“To kill a human being is to kill also the children and children’s children that might have come from him down through all the generations” (Potok 59). Aryeh Lev, Asher’s father, has inherited the task of saving Jewish lives and he values that job and the idea of life. As he stated above, he feels that the killing of a single person is the same as killing an entire generation. And yet, Aryeh devotes so much of his time to saving other Jews that he overlooks the one little Jew that he, above all other people, should be saving, Asher.
This is the reason why Asher is constantly able to annoy and become disapproved by his father; He is trying to get Aryeh’s attention, he is trying to get his father to save him and his Jewish beliefs (that regardless of what he does he keeps these beliefs, such as when he is at the beach house). While Aryeh is devoting time to saving other Jews’ lives, he is overlooking his responsibility to care for and educate his son. This, I feel, is one of the reasons that Asher continues to draw and paint controversial things, despite his father’s desires. He is provoking his father in order to get attention from him. Each time that Asher draws something that he knows in his heart is controversial, such as the naked people or Jesus from the library, it is his desire to get attention from his father that causes him not to second guess his actions.

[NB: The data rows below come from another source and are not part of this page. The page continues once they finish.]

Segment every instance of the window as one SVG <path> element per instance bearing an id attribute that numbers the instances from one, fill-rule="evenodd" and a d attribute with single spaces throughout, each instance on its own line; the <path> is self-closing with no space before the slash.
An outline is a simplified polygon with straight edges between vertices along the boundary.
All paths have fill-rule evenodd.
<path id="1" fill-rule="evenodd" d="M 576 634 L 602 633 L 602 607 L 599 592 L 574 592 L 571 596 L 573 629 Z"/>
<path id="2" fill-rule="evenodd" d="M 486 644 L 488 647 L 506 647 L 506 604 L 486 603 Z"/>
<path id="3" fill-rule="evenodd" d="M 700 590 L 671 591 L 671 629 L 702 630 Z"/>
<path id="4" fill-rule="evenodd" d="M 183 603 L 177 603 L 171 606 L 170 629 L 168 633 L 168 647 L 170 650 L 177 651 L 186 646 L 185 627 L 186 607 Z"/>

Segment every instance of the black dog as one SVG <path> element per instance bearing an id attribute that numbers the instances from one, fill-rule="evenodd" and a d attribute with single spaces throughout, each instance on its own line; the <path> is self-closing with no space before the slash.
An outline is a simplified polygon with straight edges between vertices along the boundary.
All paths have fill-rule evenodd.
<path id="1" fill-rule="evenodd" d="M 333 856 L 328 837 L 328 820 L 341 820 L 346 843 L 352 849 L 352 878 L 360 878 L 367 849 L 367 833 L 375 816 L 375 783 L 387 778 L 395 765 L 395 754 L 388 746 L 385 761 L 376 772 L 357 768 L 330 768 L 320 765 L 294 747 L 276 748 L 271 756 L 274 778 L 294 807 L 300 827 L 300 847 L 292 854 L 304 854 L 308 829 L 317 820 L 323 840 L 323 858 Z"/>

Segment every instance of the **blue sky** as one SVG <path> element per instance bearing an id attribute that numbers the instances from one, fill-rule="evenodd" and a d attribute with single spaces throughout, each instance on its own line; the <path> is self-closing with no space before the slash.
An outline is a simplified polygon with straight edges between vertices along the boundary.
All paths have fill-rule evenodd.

Thus when Aryeh gets aggravated by his son’s actions, he should know that the source of Asher’s insubordinance is his desire to get attention from his father. Though he may not know this, he may actually be aware of it and hide behind his work. When Asher’s troubles come to face Aryeh he uses the excuse that “[he] will talk to [Asher] about [his studies] later.” Aryeh avoids his son’s troubles by the convenience that he has to travel to Europe. His relationship with his son is a vicious circle. Aryeh has to travel to Europe to save Jewish lives. By going away, he ignores the needs of his son, who almost purposefully aggravates his father for attention. Aryeh, unable to deal with his son, uses the convenience of his work as a way to avoid what must be done. His foreign travel further ignores Asher who continues the circle by continuing his art.